The Dictionary of Lost Words(79)



‘Thank you, Lizzie, I’ll take it from here.’ Rosfrith took the towel and led me up the stairs to her bedroom.

I was older than Rosfrith by almost two years, and yet I’d always felt younger. As she searched through her wardrobe for clothes that might fit me, I saw in her the self-assured practicality of her mother. Mrs Murray was as entitled to a damehood as Dr Murray was to a knighthood, Da had said. ‘Without her, the Dictionary would have faltered long ago.’

How reassuring it must be to know how you should act: like having a definition of yourself written clearly in black type.

‘You’re taller, and thinner, but I think these will fit.’ Rosfrith laid a skirt, blouse, cardigan and undergarments on her bed, then left me to change.

Before I stepped out of my own skirt, I searched the pockets. In one, there was a handkerchief, a pencil and a wad of damp blank slips. I went to throw the wad in the wastepaper basket and couldn’t help but look at the papers on Rosfrith’s desk. Everything was neatly arranged. There was a photograph of her father after receiving his knighthood, and one of the whole family in the garden of Sunnyside. There were proofs and letters at various stages of completion. I recognised the recipient of the letter she’d been working on most recently. It was the governor of Winson Green Gaol. Dear Sir, it said. I wish to object. That was as far as she had gone. Beside it was a copy of the Times of London.

From my other pocket, I pulled out the type I’d stolen from Gareth, and the slip with his name on it. It was almost translucent from the rain, but his name was still visible.
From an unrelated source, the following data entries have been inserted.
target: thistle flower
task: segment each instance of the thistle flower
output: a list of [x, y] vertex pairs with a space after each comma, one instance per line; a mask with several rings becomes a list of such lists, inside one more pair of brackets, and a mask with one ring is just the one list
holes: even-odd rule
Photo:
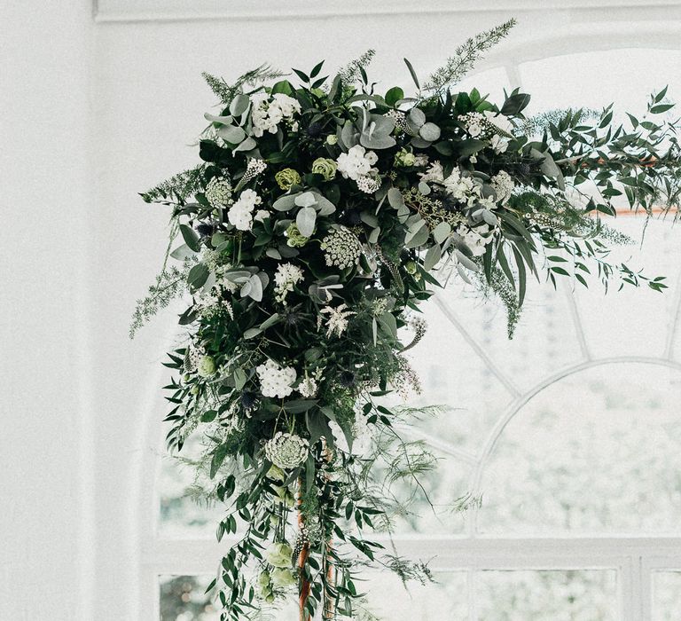
[[345, 226], [336, 226], [322, 240], [319, 246], [324, 250], [326, 264], [341, 270], [356, 265], [362, 254], [362, 244], [356, 236]]
[[290, 190], [294, 185], [300, 185], [302, 181], [298, 171], [294, 170], [294, 169], [284, 169], [283, 170], [279, 170], [279, 172], [274, 176], [274, 180], [278, 186], [285, 191]]
[[302, 248], [309, 241], [309, 237], [301, 234], [298, 224], [294, 222], [289, 224], [286, 229], [286, 246], [290, 246], [292, 248]]
[[354, 310], [346, 310], [348, 304], [342, 303], [333, 308], [325, 306], [319, 312], [326, 314], [326, 336], [340, 336], [348, 329], [348, 318], [356, 315]]
[[245, 187], [248, 182], [254, 179], [266, 168], [267, 162], [264, 160], [259, 160], [257, 158], [251, 158], [248, 160], [248, 163], [246, 165], [246, 172], [237, 184], [235, 191], [239, 192], [241, 188]]
[[401, 112], [400, 110], [388, 110], [385, 116], [389, 116], [391, 119], [395, 121], [395, 133], [405, 133], [407, 130], [409, 129], [409, 125], [407, 125], [407, 115]]
[[[284, 470], [298, 468], [308, 459], [309, 443], [300, 436], [278, 432], [265, 444], [265, 457]], [[289, 561], [293, 550], [289, 547]], [[268, 562], [269, 559], [268, 559]], [[274, 563], [272, 563], [274, 564]]]
[[231, 203], [231, 182], [226, 177], [214, 177], [204, 191], [206, 200], [215, 208]]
After I’d changed into Rosfrith’s clothes, I wrapped the type in my damp handkerchief and put it in one of the skirt pockets. I picked up the slip with Gareth’s name on it. He knew I’d taken the type. I’d be too ashamed to visit him again. I dropped the slip in the wastepaper basket.
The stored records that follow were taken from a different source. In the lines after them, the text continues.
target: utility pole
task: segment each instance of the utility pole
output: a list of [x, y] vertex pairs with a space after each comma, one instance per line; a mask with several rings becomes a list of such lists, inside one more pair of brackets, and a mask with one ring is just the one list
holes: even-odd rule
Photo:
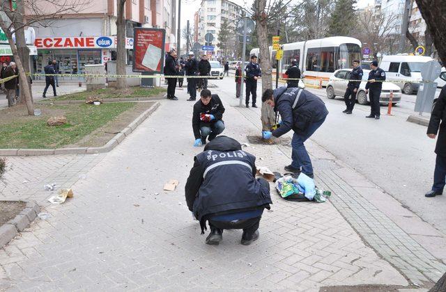
[[410, 0], [406, 0], [404, 3], [404, 11], [403, 12], [403, 19], [401, 19], [401, 34], [399, 38], [399, 53], [404, 52], [404, 44], [406, 44], [406, 31], [409, 25], [409, 17], [410, 10]]

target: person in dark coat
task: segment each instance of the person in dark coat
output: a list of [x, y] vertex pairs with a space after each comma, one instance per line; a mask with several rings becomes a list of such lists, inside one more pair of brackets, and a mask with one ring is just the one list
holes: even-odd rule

Then I turned again to Rosfrith’s desk. The Times of London gave the women in Winson Green more column space. Tilda wasn’t one of them; not this time, I thought. Charlotte Marsh was the daughter of artist Arthur Hardwick Marsh. Laura Ainsworth’s father was a respected school inspector. Mary Leigh was the wife of a builder. This was how the women were defined.

Bondmaid. It came back to me then, and I realised that the words most often used to define us were words that described our function in relation to others. Even the most benign words – maiden, wife, mother – told the world whether we were virgins or not. What was the male equivalent of maiden? I could not think of it. What was the male equivalent of Mrs, of whore, of common scold? I looked out the window towards the Scriptorium, the place where the definitions of all these words were being bedded down. Which words would define me? Which would be used to judge or contain? I was no maiden, yet I was no man’s wife. And I had no desire to be.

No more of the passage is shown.